Kipling was born in India of English parents, and spent the first five years of his childhood there. He was then sent to relatives in England for his education, where he experienced “a certain amount of bullying,” as he later wrote.
In an historical oddity, Kipling spent this part of his childhood in the nondescript town of Southsea, where in just a few years the teenage H.G. Wells and the young doctor Arthur Conan Doyle would briefly live. All three would become major writers whose work lives on in contemporary culture.
At 16, Kipling returned to India to work for a newspaper. He spent seven years or so in that vast country as a writer and editor. Some of his newspaper stories were collected in a book, and with the money it earned he decided to return to London.
But he did so by way of North America. Kipling sailed to San Francisco and eventually took a train to Portland, Oregon on a route apparently a bit inland from the North Coast. He later traveled to Seattle and British Columbia, then through the Midwestern US to Pennsylvania and New York (where he met and befriended Mark Twain) before crossing the Atlantic to England.
|The Twain-Kipling meeting was so famous that it|
became the subject of this Old Crown Whiskey ad.
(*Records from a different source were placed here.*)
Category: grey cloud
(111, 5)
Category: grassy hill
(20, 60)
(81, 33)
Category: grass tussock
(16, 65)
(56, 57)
But he must have liked what he saw, because after a few years as a budding author in England, he got married and selected the United States for his honeymoon. And it turned out to be a long one—about four years. He and his wife remained in Vermont, and had two daughters there. (By this time he was friends with Conan Doyle, who visited him in Vermont and taught him to play golf. Though he hadn’t met H.G. Wells, they had the same London editor.)
During those Vermont years, Kipling wrote some of his most famous works, including the poem “Gunga Din,” the novel Captains Courageous, and the tales set in the jungles of India, collected in two volumes of The Jungle Book.
His work following his U.S. stay in particular became controversial, and marked him as an apologist for imperialism and militarism. But at least in his early work, he was an intuitive writer. His motto for writing was “drift, wait and obey.”